Friday, November 28, 2014

Multilateralism of Competition Policy: An Unassailable Pedestal for a World of Free Trade

Saloni Khanderia-Yadav, National Law University, Delhi describes Multilateralism of Competition Policy: An Unassailable Pedestal for a World of Free Trade.

ABSTRACT:The article delves to gain an insight into the relationship between trade and competition policy. With the failure of various attempts been made by various Ministerial Declarations in Singapore, Seattle, Doha and Cancun, and Organizations like the UNCTAD and OECD; a need is now felt to negotiate a multilateral agreement on an international competition policy.

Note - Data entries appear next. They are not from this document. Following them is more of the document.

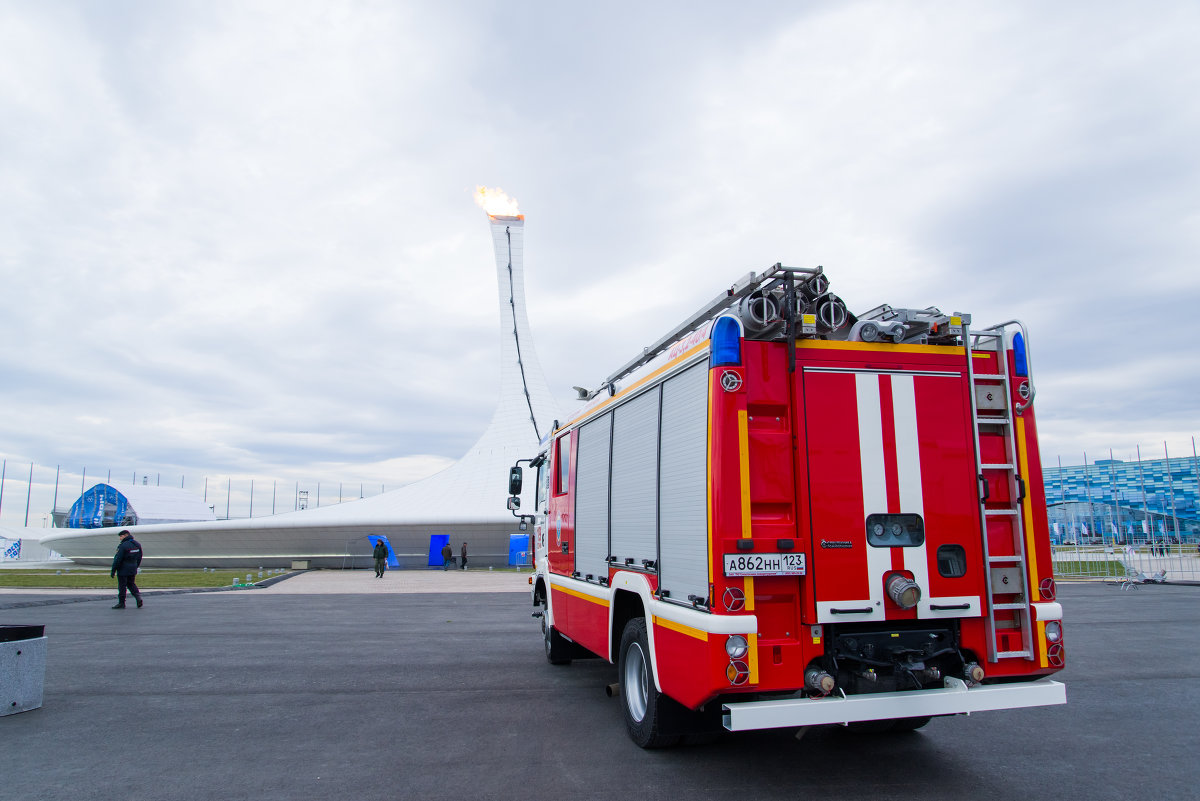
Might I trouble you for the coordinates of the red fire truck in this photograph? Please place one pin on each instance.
(785, 515)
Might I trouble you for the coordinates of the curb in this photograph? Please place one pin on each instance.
(112, 596)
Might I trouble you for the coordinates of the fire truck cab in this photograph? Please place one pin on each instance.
(785, 515)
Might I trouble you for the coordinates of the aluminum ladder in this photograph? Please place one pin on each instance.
(990, 409)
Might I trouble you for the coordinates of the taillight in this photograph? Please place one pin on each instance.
(738, 673)
(736, 646)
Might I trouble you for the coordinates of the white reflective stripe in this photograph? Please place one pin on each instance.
(875, 488)
(904, 414)
(961, 606)
(576, 585)
(1048, 610)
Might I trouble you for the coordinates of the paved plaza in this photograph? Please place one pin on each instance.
(431, 685)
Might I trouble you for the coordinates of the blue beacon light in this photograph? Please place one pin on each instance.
(1021, 363)
(726, 343)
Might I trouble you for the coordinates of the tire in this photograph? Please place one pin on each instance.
(557, 646)
(910, 723)
(641, 703)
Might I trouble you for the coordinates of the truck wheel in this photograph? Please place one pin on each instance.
(557, 648)
(641, 702)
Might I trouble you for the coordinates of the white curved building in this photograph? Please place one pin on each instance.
(465, 503)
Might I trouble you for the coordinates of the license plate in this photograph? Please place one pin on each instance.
(765, 564)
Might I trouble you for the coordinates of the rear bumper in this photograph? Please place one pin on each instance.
(955, 698)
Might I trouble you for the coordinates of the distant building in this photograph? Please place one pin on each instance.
(1126, 501)
(111, 505)
(465, 503)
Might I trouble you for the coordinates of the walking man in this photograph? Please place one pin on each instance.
(125, 568)
(381, 554)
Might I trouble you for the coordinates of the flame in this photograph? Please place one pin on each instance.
(496, 203)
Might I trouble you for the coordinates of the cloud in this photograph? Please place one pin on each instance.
(239, 241)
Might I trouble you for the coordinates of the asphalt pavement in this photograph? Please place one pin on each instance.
(427, 694)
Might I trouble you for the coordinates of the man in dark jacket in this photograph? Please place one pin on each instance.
(125, 568)
(381, 554)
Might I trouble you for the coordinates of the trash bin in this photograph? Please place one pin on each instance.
(22, 668)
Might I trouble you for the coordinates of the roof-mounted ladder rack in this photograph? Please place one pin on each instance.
(741, 288)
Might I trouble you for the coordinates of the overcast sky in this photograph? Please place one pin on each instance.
(238, 239)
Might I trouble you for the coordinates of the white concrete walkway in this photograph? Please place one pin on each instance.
(333, 582)
(330, 582)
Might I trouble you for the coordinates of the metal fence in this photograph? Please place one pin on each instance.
(1146, 562)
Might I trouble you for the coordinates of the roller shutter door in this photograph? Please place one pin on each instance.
(635, 458)
(592, 498)
(683, 501)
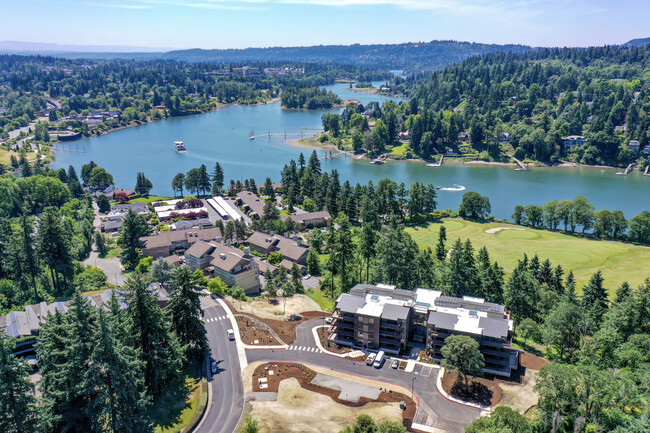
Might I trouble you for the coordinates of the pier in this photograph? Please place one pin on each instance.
(520, 165)
(627, 170)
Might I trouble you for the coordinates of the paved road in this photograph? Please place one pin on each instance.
(227, 386)
(228, 393)
(443, 414)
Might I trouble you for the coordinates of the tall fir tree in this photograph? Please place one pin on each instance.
(150, 333)
(186, 312)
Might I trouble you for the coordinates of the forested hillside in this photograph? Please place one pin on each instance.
(538, 98)
(411, 55)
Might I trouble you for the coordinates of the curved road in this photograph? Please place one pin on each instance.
(228, 393)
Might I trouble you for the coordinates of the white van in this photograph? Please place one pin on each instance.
(379, 360)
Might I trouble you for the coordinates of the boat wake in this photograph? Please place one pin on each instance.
(456, 188)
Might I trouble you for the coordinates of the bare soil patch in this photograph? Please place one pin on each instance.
(531, 361)
(482, 391)
(273, 308)
(304, 375)
(251, 332)
(498, 229)
(284, 329)
(300, 411)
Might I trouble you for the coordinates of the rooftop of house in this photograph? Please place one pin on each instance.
(255, 203)
(166, 239)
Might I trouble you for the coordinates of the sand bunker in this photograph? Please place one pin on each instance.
(498, 229)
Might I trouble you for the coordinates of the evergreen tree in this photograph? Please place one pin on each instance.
(54, 246)
(441, 252)
(217, 179)
(114, 382)
(17, 402)
(150, 333)
(594, 299)
(186, 312)
(133, 228)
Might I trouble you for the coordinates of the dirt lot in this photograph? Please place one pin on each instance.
(301, 411)
(284, 329)
(520, 396)
(482, 391)
(250, 333)
(272, 309)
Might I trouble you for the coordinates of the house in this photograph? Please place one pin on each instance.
(291, 249)
(634, 145)
(311, 219)
(383, 317)
(164, 244)
(573, 140)
(111, 226)
(234, 266)
(252, 204)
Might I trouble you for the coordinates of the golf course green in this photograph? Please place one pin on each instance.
(507, 244)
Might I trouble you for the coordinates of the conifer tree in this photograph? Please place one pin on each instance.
(17, 402)
(594, 299)
(115, 384)
(150, 333)
(186, 312)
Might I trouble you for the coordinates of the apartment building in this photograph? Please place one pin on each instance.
(383, 317)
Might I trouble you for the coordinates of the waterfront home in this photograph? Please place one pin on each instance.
(634, 145)
(234, 266)
(383, 317)
(177, 241)
(573, 140)
(292, 249)
(310, 219)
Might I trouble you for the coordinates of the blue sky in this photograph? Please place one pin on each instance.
(245, 23)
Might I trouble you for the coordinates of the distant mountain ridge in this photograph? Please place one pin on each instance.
(429, 55)
(637, 42)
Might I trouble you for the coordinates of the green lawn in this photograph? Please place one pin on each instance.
(617, 260)
(325, 303)
(175, 407)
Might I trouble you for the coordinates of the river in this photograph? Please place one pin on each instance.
(222, 136)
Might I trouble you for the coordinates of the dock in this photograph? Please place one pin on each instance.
(439, 163)
(627, 170)
(520, 165)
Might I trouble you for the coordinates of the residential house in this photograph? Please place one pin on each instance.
(292, 249)
(383, 317)
(311, 219)
(163, 244)
(573, 140)
(252, 204)
(234, 266)
(634, 145)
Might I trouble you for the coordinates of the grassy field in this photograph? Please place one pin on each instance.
(5, 156)
(617, 260)
(175, 407)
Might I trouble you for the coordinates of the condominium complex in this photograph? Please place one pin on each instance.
(383, 317)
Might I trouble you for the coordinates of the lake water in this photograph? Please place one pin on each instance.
(223, 136)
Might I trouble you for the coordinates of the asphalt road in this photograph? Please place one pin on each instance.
(227, 387)
(228, 392)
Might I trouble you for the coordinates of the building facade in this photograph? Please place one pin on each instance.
(385, 318)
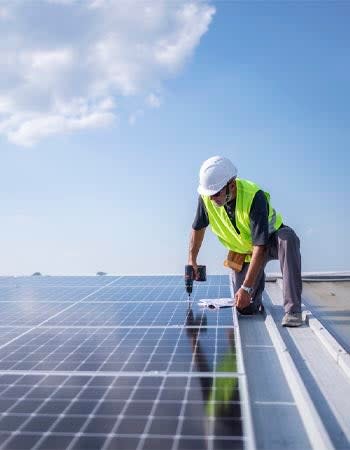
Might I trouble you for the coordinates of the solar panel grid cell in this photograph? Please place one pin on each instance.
(128, 373)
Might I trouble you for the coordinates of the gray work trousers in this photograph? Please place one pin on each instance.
(283, 245)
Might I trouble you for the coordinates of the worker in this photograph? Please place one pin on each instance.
(240, 213)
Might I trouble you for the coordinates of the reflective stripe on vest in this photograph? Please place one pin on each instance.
(221, 225)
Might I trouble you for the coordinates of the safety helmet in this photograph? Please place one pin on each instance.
(214, 173)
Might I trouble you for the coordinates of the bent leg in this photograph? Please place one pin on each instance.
(288, 252)
(258, 288)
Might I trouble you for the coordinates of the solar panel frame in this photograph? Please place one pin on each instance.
(32, 342)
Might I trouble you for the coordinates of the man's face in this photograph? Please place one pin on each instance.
(220, 197)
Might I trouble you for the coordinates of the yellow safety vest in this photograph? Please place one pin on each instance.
(221, 224)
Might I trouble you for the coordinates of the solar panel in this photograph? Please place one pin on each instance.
(122, 363)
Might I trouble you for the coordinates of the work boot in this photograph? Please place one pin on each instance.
(292, 320)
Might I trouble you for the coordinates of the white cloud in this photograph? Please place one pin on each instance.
(67, 64)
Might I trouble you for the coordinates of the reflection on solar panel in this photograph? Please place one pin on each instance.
(116, 363)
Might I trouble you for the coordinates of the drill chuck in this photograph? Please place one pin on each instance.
(190, 276)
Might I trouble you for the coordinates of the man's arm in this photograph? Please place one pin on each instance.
(196, 240)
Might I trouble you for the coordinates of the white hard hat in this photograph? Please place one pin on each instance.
(214, 173)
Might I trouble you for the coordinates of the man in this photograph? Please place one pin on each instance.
(241, 216)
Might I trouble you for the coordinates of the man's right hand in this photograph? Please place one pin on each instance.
(195, 270)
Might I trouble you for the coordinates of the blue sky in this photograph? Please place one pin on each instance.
(107, 110)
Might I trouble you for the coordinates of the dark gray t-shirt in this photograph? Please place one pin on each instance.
(258, 217)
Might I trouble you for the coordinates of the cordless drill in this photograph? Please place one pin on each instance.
(190, 276)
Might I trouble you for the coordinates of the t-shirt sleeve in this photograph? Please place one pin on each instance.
(259, 219)
(201, 220)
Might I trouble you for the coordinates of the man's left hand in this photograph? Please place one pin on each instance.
(242, 299)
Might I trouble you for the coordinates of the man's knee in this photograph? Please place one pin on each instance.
(287, 236)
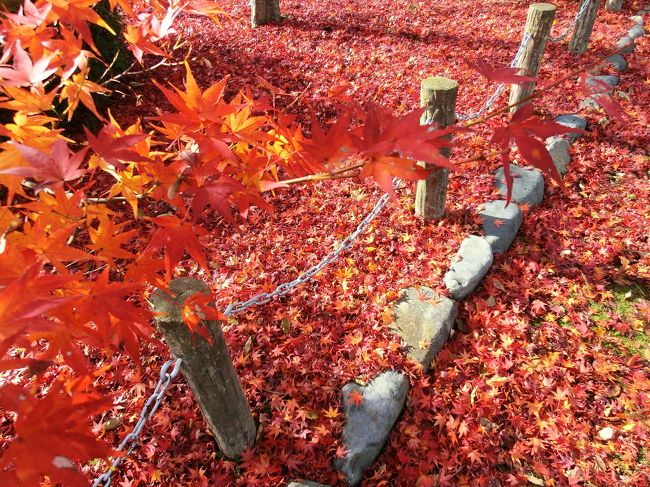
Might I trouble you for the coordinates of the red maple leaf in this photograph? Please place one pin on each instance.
(501, 75)
(50, 434)
(114, 150)
(199, 308)
(523, 129)
(176, 236)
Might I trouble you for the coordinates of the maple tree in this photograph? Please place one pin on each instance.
(76, 266)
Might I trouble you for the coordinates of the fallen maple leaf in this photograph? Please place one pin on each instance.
(501, 75)
(356, 398)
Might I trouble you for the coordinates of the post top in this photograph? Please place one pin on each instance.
(543, 7)
(439, 83)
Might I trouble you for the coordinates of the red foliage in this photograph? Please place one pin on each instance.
(533, 393)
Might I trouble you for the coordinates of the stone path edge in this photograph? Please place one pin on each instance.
(501, 224)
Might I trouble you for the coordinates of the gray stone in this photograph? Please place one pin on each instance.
(422, 316)
(617, 62)
(574, 122)
(597, 82)
(590, 102)
(626, 44)
(527, 185)
(474, 258)
(306, 483)
(369, 423)
(636, 31)
(558, 147)
(500, 224)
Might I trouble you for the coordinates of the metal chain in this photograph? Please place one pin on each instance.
(502, 86)
(581, 12)
(149, 408)
(287, 287)
(156, 397)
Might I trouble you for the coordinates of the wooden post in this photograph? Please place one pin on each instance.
(207, 368)
(265, 12)
(438, 95)
(583, 28)
(538, 26)
(614, 5)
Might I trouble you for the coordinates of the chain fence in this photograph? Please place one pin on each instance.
(148, 410)
(166, 377)
(502, 86)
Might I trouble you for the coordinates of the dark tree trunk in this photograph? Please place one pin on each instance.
(265, 12)
(207, 367)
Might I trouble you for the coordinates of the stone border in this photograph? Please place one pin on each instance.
(423, 316)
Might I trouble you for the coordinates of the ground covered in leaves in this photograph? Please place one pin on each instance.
(546, 381)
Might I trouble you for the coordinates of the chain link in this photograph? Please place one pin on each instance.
(581, 12)
(156, 397)
(153, 402)
(502, 86)
(149, 408)
(287, 287)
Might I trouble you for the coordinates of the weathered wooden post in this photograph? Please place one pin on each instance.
(207, 367)
(265, 12)
(583, 28)
(438, 95)
(538, 26)
(614, 5)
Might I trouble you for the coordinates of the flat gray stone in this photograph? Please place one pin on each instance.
(369, 423)
(558, 147)
(617, 62)
(527, 185)
(590, 102)
(306, 483)
(474, 258)
(627, 43)
(422, 316)
(636, 31)
(574, 122)
(500, 224)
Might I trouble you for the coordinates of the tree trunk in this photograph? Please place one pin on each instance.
(584, 26)
(265, 12)
(438, 95)
(538, 25)
(207, 367)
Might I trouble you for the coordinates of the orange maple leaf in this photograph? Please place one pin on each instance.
(356, 398)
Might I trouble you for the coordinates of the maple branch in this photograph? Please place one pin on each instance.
(539, 93)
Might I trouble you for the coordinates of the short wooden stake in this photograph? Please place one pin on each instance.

Considering the effects of anti-competitive measures crossing the borders, the article analyses the benefits of multilateralism as an unassailable pedestrian to an international competition policy. Though various Agreements such as the TRIPS, GATS, TRIMS and the Agreements on Safeguards; and provisions across the GATT-WTO, namely: Articles II: 4, III, X, XI, XVII, XX(d), XXIII(1)(b) and (c); have acknowledged the effect of anti-trust policies on trade across the border, it does not suffice; and the utility of multilateralism under the auspices of the WTO is now being felt. The aim of both the WTO and competition policy being to provide market access to all sans barriers, marked the birth of the Working Group on the Interaction between Trade and Competition Policy (WGTCP) established in the Singapore Ministerial Declaration in 1996, made its first attempt under the auspices of the WTO. It is recognized that globalization cannot merely be achieved by checking the governmental measures in the form of tariff and non tariff barriers; anti-competitive behavior by various private enterprises is what now constitutes a hurdle to liberalization to trade. Primarily, anti-competitive behavior in the form of horizontal and vertical restraints, abuse of dominant position/monopolization and mergers for the thrust of targeted actions must be banned. Hence, multilateralism will incorporate the best practices of the WTO such as the National Treatment, Most Favored Nation Treatment and the Transparency provisions may form the base of the negotiations. A truly international forum of dispute settlement is also predicted to be more trusted as a dispute resolver. It will make clear the practices that are considered anti-competitive and the market players that are subject to jurisdiction apart from exemptions, if any.